If you have trouble being understood when you speak, it may not be what you say, but what you do.
Studies have shown audiences remember a lot more — a whole lot more — about how you look than what you say. For example, if you have wild hand gestures as you talk or speak with your arms folded, you will leave a lasting impression that may undermine or overshadow the meaning of your words.
Most people aren't born actors. But you have to perform to succeed in a speech, press conference or video. This takes coaching and practice. And discipline.
Neuroscience findings indicate people gesture without conscious thought, so it takes a studied effort to restrain distracting expressions or body movements.
People also give off nonverbal signals of their confidence levels, which can influence how your audience apprehends your words. If you look nervous or seem defensive, it may raise suspicion. If you unconsciously smirk while announcing layoffs, you may earn scorn for your lack of empathy.
Media training can be extremely useful for the novice or the pro. Nothing can be more instructive than to see yourself on tape trying to deliver a key message or fumbling with a tough question. While uncomfortable, intense media training can be a lot less embarrassing than seeing yourself flubbing on television or YouTube.

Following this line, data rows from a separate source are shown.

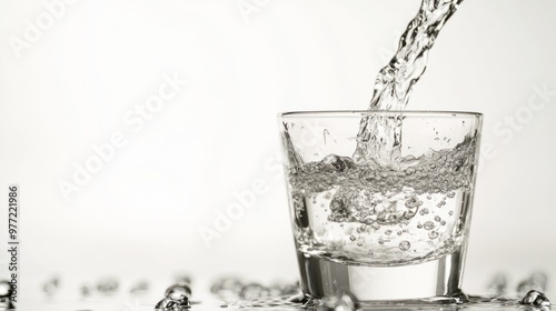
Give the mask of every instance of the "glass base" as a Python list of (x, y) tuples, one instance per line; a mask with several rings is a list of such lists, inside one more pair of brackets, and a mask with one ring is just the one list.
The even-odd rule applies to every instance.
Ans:
[(365, 305), (458, 304), (464, 253), (418, 264), (368, 267), (332, 262), (297, 252), (301, 289), (311, 299), (349, 292)]

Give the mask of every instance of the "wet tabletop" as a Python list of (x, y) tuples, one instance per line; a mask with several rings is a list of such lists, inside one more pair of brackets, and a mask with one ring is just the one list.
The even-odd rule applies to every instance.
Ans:
[[(37, 292), (28, 293), (16, 304), (16, 310), (556, 310), (549, 307), (552, 291), (546, 291), (547, 281), (546, 274), (534, 273), (517, 288), (510, 288), (505, 275), (498, 274), (492, 279), (484, 294), (468, 294), (465, 303), (366, 305), (346, 292), (320, 301), (308, 301), (300, 294), (296, 282), (262, 285), (238, 278), (221, 278), (211, 283), (191, 283), (185, 278), (177, 279), (173, 284), (147, 281), (121, 284), (116, 279), (106, 279), (90, 287), (63, 291), (60, 281), (51, 279)], [(0, 282), (0, 294), (9, 289), (4, 285)], [(10, 307), (1, 303), (0, 300), (0, 310)]]

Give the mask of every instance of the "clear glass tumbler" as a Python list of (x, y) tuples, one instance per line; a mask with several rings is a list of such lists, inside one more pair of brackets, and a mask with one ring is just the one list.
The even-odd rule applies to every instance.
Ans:
[(481, 119), (450, 111), (279, 116), (307, 297), (465, 301)]

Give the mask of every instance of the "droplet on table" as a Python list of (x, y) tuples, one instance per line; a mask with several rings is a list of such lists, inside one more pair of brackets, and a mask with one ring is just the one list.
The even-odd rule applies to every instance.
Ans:
[(182, 311), (191, 308), (189, 300), (186, 298), (183, 300), (173, 300), (170, 298), (165, 298), (160, 300), (155, 307), (156, 311)]
[(326, 297), (318, 308), (319, 311), (354, 311), (358, 309), (359, 301), (349, 292)]
[(187, 284), (173, 284), (166, 290), (165, 297), (172, 300), (190, 299), (191, 288)]
[(131, 289), (129, 290), (130, 293), (143, 293), (149, 290), (149, 283), (147, 281), (139, 281), (137, 282)]
[(97, 290), (103, 294), (112, 294), (118, 291), (119, 283), (118, 280), (112, 278), (107, 278), (97, 283)]
[(222, 278), (216, 281), (210, 288), (210, 292), (219, 295), (238, 297), (244, 284), (238, 278)]
[(507, 288), (508, 288), (508, 280), (506, 278), (506, 274), (503, 273), (496, 274), (488, 284), (488, 291), (493, 292), (495, 295), (505, 294)]
[(544, 293), (536, 290), (528, 291), (519, 303), (535, 307), (550, 307), (548, 298)]
[(543, 272), (536, 272), (529, 275), (529, 278), (523, 280), (517, 285), (517, 293), (525, 294), (529, 290), (545, 291), (548, 277)]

Presentation materials — if used as props, not scripts — can provide reassurance to wary speakers. But the presentation materials are subject to the same laws of visual communication — people will remember what they see more than what they hear or read. A lousy, inept presentation won't bail out a hesitant, ill-prepared speaker.
There is no substitute for the discipline of honing your message and giving a clean performance. Paint pictures with your words and have an architecture of your comments that your audience can see. Use powerful images — whether in the form of pictures, video clips, charts or quotes — that reinforce your key points. And make your body language consistent with your message.
You leave an impression when you speak and that impression usually is an image in your audience's individual brains. Make sure you look like what you mean to say.